Mittwoch, 08.02.2012

Spanien-Krise: Berlin und Brüssel sehen keinen Nothilfe-Bedarf

15.06.2010

Die Bundesregierung und die EU-Kommission haben Berichte über eine bevorstehende Nothilfe für Spanien zurückgewiesen. Es gebe kein Hilfeersuchen aus Madrid und es gebe auch keinerlei Plan, irgendeinem EU-Mitglied finanziell zu helfen, sagte Kommissionssprecher Amadeu Altafaj in Brüssel. Der Sprecher von Bundesfinanzminister Wolfgang Schäuble (CDU) sagte, die Voraussetzung für die "Mobilisierung" des Euro-Rettungsschirms seien Zahlungsschwierigkeiten eines Euro-Landes - und diese Voraussetzungen lägen derzeit "erkennbar" nicht vor.
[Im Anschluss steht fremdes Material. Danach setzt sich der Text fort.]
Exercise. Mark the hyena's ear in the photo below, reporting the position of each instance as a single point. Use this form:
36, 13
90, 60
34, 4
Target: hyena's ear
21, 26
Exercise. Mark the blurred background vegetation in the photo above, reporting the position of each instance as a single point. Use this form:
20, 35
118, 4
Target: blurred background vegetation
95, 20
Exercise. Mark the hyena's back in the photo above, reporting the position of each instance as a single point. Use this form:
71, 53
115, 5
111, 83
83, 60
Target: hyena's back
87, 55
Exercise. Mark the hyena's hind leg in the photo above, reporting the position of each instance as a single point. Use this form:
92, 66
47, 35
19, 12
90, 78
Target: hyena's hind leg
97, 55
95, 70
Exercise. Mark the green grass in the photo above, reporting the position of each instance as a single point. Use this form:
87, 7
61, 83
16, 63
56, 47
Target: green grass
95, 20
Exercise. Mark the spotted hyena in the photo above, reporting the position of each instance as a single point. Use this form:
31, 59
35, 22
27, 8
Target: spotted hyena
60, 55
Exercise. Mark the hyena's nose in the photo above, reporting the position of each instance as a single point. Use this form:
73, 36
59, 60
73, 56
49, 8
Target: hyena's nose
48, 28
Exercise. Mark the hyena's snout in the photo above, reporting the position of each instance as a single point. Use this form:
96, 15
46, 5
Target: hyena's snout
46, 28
Die "Frankfurter Allgemeine Zeitung" hatte zuvor berichtet, EU-Kommissionspräsident José Manuel Barroso und der Chef der Europäischen Zentralbank (EZB), Jean-Claude Trichet, seien besorgt über die Schwierigkeiten spanischer Banken und plädierten für Hilfe der europäischen Partner.

Bereits am Freitag schrieb die "Financial Times Deutschland", die Euro-Staaten stellten sich auf eine Hilfe für Spanien ein. Sollten sich die Probleme im Bankensektor des Landes verschärfen, dann solle Madrid Kredite aus dem 750-Milliarden-Euro-Rettungsfonds von Europäischer Union und Internationalem Währungsfonds bekommen.

Spanien habe einen nationalen Bankenrettungsfonds, betonte Schäubles Sprecher. An diesen müssten notleidende Banken sich in einem ersten Schritt wenden. Laut "FAZ" schätzt die spanische Notenbank, dass die Banken und Sparkassen kritische Immobilienkredite in Höhe von insgesamt 166 Milliarden Euro in ihren Büchern haben. Davon sollen rund 43 Milliarden Euro abgeschrieben worden sein - blieben 123 Milliarden Euro. Der spanische Bankenrettungsfonds umfasst 99 Milliarden Euro. Mehrere Geldinstitute mussten bereits vom Staat gerettet werden oder sahen sich zu Fusionen gezwungen.